If it's the right vehicle in the right condition and the right price......go for it :wink:


----------



## 106573 (Aug 20, 2007)

Cant think you will go far wrong with a Burstner........any of their 
model range, also agree with Frank Sinatra, if it feels wright , go for it!
Good luck
Tinhut


----------



## tramp (May 25, 2005)

hi,
well made van with the excellent renault front,- stay clear of the 3.0ltr they are old nissan stock and very clattery due to being cain driven timming not belt. what is it?

aldi heating brilliant for cold days but does take longer to heat up but uses less gas in the long term.

have you done a search on the burstner german web site , as the yused to list all this models specs.

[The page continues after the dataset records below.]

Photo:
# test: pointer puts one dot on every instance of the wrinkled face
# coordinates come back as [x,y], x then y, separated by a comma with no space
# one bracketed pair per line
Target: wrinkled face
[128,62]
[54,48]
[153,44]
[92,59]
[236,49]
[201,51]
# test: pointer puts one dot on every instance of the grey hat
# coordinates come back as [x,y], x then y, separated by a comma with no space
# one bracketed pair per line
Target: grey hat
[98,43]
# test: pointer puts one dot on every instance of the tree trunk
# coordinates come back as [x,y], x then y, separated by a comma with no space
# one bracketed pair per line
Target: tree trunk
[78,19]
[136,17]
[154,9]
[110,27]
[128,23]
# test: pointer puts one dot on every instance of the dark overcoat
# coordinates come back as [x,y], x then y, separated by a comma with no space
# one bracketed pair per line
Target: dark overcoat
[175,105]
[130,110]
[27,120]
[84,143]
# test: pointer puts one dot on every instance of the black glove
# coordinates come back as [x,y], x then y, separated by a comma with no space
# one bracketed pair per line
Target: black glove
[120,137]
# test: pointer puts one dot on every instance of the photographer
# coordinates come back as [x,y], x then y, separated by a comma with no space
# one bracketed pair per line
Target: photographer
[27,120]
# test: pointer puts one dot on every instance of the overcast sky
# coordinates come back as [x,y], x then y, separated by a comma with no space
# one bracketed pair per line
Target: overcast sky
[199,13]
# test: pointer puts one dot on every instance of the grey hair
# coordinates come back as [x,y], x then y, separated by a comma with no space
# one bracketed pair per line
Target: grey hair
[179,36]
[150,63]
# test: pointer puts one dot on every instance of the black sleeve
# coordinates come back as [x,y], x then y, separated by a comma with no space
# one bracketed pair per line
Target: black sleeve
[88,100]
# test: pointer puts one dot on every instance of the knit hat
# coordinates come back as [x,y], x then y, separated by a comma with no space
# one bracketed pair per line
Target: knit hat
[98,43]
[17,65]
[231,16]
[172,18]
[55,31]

also where is it for sale so we can all see the beauty  

tramp


----------



## firewood (Mar 17, 2009)

hi its a 2008 2.5 dci 150 bhp whith 3500 miles on the clock i dont want to say where it is as yet i have not done a deal as yet 
we are cleaning ours out right now to put it in to the dealer
can anyone tell me how the heating works on the burstner


----------



## firewood (Mar 17, 2009)

does any one on here have a delfin T821


----------



## firewood (Mar 17, 2009)

bump sorry but i need to info before i buy it


----------



## EJB (Aug 25, 2007)

Phone the dealer about the heating  
It's always possible that different systems can be installed in the same type of vehicle!?


----------



## tramp (May 25, 2005)

to find out how the various systems on ANY make of motorhome work from past experience ALWAYs ask them who built and designed it ie :the manufacturers as the dealerd are just middle men after your money  and will say anyhting to get your sale. :evil:

have a look at the alde web site as these wet systems have been around for 15years that I know of and are faultless as long as you check the water regularly like a home closed central heating system basically.

The renault amster is brilliant and in my opinion far better than the new fiat :lol: well spaced gears no judder excellent mpg and good dealer network Abroad and uk- [use renault truk dealers].

Burstner well made in those years unlike new paper ones they had wood for doors not cardboard :roll:

most motorhome are basically a car manufacturers front with a habitation back full of other peoples stuff so collaberation of sorts each blaming the other when it goes wrong, most stuff works for years without fault but can brake at anytime.

I offer my views and info unlike some who just sprout ******

tramp


----------